Feature Comparison
| Option | Best for | Setup shape | Watch before using | Good internal link |
|---|---|---|---|---|
| Local ComfyUI MCP | Private assets, custom nodes, local GPUs, repeatable workflows | Local ComfyUI plus an MCP server or bridge | Path, Python, custom node, and port mismatches | Claude Code MCP |
| Comfy Cloud workflow | Hosted execution, sharing, and less local setup | Cloud workspace plus workflow export/import | Plan limits, asset handling, and privacy rules | AI coding tutorials |
| Claude Code + ComfyUI | Agent-written workflow docs, prompt variants, and local checks | CLAUDE.md plus MCP config and workflow templates | Do not let hooks run image jobs unexpectedly | CLAUDE.md generator |
| Codex + ComfyUI | Task-based workflow updates and repo documentation | AGENTS.md plus scoped MCP instructions | Keep task scope narrow and review generated JSON | AGENTS.md generator |
Direct Answer
ComfyUI MCP is best treated as a bridge between coding agents and image workflow automation. The agent should help set up workflows, explain node graphs, generate prompt variants, and verify files; humans should still review generated images, model licenses, and asset privacy.
Setup For Claude Code
For Claude Code, document the ComfyUI command, local URL, workflow directory, and safe actions in CLAUDE.md before adding the MCP bridge.
CLAUDE.md note:
- ComfyUI runs locally at http://127.0.0.1:8188.
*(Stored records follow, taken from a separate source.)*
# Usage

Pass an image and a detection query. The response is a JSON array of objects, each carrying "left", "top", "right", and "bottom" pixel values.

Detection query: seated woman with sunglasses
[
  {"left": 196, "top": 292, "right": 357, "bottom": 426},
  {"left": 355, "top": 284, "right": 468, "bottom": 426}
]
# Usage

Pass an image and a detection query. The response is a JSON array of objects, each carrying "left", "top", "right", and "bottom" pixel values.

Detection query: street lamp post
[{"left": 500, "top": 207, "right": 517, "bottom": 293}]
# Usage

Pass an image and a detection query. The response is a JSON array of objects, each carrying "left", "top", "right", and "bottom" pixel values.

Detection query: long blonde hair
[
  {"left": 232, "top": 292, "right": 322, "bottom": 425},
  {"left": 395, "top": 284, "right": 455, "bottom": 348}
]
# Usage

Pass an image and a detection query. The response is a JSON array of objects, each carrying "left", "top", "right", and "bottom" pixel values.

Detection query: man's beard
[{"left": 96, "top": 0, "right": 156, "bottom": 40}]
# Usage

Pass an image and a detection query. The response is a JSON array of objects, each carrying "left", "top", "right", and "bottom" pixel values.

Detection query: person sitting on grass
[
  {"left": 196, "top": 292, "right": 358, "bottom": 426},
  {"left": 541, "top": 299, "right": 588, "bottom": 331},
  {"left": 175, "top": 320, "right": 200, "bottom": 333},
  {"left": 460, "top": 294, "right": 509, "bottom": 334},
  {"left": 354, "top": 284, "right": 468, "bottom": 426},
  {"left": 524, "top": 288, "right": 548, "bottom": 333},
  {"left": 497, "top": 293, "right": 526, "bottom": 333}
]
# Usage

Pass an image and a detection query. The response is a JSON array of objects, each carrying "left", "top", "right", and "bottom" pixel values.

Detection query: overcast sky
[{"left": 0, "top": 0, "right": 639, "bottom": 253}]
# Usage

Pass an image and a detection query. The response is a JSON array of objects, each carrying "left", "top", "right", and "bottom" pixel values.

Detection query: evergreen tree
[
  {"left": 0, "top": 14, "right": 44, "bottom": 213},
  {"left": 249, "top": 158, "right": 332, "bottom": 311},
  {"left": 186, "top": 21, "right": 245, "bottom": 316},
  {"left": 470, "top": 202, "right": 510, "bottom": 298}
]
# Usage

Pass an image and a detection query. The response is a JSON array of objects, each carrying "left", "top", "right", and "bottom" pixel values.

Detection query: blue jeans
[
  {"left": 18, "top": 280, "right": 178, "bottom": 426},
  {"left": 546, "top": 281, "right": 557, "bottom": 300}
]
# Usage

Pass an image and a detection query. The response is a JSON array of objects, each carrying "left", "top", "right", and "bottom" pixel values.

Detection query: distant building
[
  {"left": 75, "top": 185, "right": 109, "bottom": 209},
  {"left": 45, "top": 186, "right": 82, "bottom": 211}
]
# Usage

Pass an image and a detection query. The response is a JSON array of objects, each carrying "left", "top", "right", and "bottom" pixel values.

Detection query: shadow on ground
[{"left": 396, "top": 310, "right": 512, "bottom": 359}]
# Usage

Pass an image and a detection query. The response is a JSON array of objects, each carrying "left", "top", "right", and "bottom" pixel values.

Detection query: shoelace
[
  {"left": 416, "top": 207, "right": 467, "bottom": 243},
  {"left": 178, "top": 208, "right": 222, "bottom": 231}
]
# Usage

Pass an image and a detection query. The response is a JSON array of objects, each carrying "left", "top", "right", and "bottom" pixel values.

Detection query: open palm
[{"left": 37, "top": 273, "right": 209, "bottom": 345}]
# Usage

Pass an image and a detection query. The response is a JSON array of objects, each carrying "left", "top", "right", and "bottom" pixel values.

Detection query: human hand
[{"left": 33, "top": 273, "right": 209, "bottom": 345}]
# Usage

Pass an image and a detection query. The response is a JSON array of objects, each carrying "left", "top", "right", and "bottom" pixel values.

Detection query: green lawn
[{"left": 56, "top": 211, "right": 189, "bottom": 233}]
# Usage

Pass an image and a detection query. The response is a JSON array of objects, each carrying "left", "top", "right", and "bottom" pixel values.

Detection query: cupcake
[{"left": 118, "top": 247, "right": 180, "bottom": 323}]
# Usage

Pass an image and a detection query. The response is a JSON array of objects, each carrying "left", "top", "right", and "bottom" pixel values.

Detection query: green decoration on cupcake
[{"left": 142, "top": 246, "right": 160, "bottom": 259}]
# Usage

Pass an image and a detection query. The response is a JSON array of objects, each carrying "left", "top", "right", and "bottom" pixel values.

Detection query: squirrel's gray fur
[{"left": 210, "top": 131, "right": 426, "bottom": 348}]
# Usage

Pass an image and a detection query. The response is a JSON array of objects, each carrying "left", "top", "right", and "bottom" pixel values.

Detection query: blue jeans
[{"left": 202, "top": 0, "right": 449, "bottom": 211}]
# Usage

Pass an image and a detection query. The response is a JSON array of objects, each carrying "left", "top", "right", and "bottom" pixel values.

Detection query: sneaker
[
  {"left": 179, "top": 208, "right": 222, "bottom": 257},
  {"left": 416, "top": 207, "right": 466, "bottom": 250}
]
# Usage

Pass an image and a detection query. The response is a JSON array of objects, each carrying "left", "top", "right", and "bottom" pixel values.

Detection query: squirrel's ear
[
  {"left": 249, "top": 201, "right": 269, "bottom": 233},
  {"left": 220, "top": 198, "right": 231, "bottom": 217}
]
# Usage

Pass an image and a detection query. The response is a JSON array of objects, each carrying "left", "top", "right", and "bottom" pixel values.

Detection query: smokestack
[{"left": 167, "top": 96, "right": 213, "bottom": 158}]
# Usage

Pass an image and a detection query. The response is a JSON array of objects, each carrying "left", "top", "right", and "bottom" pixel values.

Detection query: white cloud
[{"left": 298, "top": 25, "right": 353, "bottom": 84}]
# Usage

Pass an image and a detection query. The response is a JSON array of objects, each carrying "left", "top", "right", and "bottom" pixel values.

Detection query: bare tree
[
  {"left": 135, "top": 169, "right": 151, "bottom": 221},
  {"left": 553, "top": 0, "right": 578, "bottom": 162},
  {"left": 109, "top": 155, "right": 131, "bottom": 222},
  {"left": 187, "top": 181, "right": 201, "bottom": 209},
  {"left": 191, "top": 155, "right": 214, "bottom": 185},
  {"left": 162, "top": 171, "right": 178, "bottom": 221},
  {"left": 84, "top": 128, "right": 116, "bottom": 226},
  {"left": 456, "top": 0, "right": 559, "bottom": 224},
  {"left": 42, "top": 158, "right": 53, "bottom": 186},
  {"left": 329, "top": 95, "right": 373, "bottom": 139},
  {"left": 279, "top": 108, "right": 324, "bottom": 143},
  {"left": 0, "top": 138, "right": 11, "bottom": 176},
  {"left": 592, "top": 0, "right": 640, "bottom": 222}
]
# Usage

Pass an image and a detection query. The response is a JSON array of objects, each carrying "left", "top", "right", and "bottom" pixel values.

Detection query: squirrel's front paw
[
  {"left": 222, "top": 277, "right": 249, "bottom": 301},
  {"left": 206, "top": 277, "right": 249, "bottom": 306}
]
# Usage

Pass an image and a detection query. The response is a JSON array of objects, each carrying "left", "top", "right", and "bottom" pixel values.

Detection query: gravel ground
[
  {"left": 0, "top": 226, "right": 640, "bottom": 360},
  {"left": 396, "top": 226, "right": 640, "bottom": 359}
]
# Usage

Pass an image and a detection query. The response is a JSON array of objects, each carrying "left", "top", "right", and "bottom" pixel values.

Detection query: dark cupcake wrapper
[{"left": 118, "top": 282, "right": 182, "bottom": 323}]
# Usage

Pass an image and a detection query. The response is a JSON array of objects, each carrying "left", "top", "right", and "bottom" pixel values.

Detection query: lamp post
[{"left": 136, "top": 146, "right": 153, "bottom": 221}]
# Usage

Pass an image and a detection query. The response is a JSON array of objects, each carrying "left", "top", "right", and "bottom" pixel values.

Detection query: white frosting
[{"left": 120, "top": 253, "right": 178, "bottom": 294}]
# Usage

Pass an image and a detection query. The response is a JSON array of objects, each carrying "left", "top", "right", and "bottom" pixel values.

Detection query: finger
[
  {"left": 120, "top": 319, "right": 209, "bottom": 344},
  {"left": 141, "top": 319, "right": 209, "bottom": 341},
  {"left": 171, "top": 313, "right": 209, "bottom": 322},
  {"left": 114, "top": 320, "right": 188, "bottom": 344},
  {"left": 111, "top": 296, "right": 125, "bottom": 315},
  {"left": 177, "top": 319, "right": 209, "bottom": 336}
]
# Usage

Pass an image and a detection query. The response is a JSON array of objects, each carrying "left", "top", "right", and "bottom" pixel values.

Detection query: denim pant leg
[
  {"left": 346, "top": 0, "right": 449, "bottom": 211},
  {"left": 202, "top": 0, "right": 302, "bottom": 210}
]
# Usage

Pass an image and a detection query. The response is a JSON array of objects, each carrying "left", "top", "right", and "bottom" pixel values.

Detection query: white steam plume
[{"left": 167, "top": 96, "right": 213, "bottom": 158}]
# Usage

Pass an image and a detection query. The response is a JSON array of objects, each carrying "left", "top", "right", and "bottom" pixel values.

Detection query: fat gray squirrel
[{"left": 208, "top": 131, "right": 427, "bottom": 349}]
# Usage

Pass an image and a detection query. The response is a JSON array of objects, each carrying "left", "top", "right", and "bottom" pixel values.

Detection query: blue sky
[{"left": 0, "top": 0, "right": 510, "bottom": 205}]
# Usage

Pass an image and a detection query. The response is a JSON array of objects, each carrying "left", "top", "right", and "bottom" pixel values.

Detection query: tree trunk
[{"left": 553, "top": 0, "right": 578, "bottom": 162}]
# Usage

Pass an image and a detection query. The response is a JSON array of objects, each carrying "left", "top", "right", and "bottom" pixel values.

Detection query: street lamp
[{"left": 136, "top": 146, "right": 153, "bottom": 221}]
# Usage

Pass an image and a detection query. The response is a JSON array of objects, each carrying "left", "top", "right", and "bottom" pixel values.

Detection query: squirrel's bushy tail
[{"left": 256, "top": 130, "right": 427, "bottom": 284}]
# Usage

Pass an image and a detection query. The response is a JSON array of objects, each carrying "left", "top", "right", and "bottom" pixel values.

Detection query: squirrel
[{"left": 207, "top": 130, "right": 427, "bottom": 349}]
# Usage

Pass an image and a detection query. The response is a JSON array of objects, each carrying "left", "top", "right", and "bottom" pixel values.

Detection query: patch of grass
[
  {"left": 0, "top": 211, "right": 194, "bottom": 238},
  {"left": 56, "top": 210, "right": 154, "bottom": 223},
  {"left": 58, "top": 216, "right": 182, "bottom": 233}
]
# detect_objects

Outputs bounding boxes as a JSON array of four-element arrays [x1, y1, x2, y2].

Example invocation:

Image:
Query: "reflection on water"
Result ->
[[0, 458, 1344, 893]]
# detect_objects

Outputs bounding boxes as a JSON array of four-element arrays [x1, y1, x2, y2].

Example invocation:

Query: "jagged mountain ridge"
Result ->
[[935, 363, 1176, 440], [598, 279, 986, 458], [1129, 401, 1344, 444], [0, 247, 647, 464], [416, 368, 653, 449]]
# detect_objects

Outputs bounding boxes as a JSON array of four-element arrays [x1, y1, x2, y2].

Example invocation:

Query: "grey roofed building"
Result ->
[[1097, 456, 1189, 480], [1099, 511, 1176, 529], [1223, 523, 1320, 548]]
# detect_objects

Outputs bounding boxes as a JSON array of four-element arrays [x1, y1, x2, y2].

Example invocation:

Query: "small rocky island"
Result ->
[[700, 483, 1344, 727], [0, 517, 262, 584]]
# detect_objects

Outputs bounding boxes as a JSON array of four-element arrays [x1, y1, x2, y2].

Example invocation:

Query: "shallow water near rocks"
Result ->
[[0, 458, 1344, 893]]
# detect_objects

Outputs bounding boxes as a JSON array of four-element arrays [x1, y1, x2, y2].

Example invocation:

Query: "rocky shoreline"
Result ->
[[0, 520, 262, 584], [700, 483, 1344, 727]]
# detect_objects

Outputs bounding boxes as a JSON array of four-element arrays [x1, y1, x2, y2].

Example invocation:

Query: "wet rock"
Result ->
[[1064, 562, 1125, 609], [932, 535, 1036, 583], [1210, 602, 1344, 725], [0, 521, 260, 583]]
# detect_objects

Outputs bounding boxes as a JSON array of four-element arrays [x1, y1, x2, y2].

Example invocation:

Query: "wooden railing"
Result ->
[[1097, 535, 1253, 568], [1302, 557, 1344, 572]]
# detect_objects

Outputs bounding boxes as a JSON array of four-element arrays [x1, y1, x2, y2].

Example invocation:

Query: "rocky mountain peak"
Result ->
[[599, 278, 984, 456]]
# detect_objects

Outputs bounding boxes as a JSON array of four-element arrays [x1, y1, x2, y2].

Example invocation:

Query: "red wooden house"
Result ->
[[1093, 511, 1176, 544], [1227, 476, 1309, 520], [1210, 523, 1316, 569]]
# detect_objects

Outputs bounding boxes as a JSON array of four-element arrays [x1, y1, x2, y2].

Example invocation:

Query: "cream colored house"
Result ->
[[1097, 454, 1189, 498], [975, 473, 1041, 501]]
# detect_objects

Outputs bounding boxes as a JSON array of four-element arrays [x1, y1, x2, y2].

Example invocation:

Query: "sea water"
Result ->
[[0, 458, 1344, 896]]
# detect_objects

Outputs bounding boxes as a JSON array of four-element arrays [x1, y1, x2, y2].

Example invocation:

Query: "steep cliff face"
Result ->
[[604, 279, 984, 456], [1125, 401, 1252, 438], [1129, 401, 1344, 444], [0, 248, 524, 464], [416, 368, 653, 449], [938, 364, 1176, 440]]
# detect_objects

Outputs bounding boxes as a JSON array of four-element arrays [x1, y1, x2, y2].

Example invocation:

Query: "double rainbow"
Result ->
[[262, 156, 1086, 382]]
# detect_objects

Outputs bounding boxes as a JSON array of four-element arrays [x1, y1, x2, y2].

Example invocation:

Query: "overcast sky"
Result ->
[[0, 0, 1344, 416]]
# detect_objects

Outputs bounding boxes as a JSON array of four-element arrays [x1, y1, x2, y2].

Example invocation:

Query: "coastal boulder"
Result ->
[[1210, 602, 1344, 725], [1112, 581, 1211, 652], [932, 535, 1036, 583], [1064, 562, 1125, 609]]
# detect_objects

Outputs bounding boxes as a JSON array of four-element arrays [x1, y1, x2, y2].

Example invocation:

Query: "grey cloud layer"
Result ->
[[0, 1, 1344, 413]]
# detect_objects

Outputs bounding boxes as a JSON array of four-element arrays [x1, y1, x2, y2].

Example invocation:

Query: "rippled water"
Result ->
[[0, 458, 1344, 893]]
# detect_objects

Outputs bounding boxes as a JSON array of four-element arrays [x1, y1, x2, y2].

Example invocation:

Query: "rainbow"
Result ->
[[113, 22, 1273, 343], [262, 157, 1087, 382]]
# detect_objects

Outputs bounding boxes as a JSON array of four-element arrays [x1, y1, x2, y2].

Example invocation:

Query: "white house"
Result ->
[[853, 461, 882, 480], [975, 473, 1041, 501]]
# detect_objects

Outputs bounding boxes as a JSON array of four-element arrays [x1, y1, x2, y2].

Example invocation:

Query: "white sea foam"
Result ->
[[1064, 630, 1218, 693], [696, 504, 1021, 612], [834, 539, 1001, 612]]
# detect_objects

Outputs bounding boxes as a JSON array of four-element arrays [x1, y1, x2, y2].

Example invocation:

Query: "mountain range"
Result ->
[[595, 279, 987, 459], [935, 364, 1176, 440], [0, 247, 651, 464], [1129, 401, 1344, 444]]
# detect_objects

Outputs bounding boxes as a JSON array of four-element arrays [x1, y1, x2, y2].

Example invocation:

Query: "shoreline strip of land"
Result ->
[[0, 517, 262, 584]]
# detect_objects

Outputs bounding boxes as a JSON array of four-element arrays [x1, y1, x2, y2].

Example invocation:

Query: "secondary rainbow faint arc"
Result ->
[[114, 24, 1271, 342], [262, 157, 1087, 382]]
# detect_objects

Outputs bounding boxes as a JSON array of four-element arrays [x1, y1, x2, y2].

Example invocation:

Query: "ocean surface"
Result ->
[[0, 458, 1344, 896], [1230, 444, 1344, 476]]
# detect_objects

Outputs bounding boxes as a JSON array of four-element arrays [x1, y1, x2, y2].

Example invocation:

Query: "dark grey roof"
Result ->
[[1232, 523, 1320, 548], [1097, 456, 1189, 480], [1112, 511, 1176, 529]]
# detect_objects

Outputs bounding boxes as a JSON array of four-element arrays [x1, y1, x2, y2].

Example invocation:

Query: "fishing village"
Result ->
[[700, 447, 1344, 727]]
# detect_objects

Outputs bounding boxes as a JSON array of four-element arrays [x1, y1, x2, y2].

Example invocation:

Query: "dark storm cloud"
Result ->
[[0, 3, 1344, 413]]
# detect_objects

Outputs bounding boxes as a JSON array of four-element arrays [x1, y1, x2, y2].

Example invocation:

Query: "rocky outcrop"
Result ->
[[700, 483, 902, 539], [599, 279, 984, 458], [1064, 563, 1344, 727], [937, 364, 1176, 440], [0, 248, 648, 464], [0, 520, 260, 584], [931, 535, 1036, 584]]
- Workflow files live in workflows/comfyui/.
- Do not start long image jobs without user approval.
- Validate JSON before saving workflow changes.
mcp.json:
{
"mcpServers": {
"comfyui": {
"command": "node",
"args": ["scripts/comfyui-mcp.js"]
}
}
}Setup For Codex
For Codex, keep the instructions portable. Put workflow directories, validation commands, and forbidden actions into AGENTS.md so delegated tasks do not depend on one chat transcript.
- Name the local ComfyUI endpoint and whether it is allowed to run jobs.
- Describe the workflow JSON schema and where examples live.
- Ask Codex to edit one workflow at a time and summarize node changes.
- Require a human check before publishing generated image assets.
Local ComfyUI Vs Comfy Cloud
Choose local ComfyUI when custom nodes, local models, private assets, and GPU control matter. Choose Comfy Cloud when hosted execution, sharing, and easier onboarding matter more than local control.
- Local-first: best for private client assets, experimental nodes, and repeatable studio pipelines.
- Cloud-first: best for collaborators who should not manage Python, GPU drivers, or model folders.
- Hybrid: keep workflow templates in Git, then run locally or in cloud depending on asset sensitivity.
Workflow Templates
Start with templates that are easy for an agent to explain and modify. Each template should include a plain-English purpose, required inputs, output folder, model assumptions, and a manual review step.
templates: product-icon-variations.json ui-hero-image.json transparent-background-pass.json image-upscale-and-cleanup.json prompt-ab-test-grid.json review: check prompt, seed, model, dimensions, license, output path
Common Failure Points
Most ComfyUI MCP failures are environment and workflow-shape issues rather than model quality issues.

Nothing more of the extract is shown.